I am also concerned about trying to equalize opportunities for children from different families. But the estate tax makes only a small contribution to that since most of the inequality that is passed on from generation to generation is in the form of earnings. Children of higher income families earn more than others, and the difference is sizeable. The estate tax makes a small contribution compared to the effects of parental wealth on earnings and inequality.
Children who inherit a lot may not work hard and lead not very valuable lives.
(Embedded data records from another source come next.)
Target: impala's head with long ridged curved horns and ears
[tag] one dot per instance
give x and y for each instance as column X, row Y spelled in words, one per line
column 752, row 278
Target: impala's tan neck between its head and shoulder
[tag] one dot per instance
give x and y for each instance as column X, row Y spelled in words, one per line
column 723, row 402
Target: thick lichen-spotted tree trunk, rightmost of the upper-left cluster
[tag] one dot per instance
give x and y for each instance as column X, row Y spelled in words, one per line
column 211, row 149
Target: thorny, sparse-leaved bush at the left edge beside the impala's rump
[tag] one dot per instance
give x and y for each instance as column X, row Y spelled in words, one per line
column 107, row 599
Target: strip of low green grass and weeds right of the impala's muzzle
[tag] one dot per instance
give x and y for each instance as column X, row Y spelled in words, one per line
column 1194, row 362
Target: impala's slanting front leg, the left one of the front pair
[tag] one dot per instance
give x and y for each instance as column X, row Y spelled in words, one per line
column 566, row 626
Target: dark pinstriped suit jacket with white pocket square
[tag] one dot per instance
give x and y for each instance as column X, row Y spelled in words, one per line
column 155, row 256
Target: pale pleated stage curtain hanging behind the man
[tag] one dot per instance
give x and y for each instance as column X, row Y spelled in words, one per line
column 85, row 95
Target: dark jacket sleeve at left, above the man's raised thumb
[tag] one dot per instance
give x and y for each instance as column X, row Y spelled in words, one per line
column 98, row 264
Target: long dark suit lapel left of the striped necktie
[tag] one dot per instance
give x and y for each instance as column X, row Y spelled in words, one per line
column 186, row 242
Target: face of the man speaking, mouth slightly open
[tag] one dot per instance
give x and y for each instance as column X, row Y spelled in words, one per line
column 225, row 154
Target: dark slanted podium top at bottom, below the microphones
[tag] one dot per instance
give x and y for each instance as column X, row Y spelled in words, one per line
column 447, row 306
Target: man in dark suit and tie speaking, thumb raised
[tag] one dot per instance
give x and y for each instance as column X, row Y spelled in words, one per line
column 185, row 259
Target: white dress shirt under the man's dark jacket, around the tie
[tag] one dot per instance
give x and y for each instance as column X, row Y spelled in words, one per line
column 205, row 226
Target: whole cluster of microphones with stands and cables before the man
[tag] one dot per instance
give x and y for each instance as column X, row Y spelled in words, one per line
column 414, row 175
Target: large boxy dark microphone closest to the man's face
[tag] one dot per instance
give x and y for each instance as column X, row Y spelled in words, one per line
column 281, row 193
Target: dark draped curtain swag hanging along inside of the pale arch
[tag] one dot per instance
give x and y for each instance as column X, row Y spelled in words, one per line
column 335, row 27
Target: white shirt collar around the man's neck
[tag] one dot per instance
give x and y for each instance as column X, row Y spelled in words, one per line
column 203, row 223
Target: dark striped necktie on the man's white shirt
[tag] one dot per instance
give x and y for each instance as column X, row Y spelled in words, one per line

But I believe that should be left for parents to decide how much they want to leave them.
Moreover, if the desire is to affect inequality in the children's generation, the tax should be on inheritances, not on estates. So what is the estate tax accomplishing when it is expensive, unimportant in affecting inequality, and does not address directly the inequality of inheritances?
Still, while I am against the estate tax, as I said in my post, I could tolerate a tax on very large estates. But the minimum estate that would be taxed should be far higher than it is at present. In addition, the tax rate should be no higher than about 20 %, so less effort would be put into using lawyers and accountants to reduce the estate tax liability.
Whatever is the case with the Catholic Church and the Republican Party, they are not foundations. I was referring to foundations that moved from being on the left to becoming conservative or libertarian.
Even without an estate tax, a basis would have to be established for assets that are transferred to heirs. If it is the original purchase price, then there is no less incentive to trade before death than there would be by the heirs after death. In either case, capital gains would be taxed at the capital gains rate.
I do not agree that the act of giving makes someone liberal in the sense of a government interventionist. One can give to support the education of children from poor families, to scientists working on finding cures for cancer or diabetes, and so forth without being a proponent of large government and extensive regulations. Indeed, the less one believe that governments can do the job; the more one will support private charities.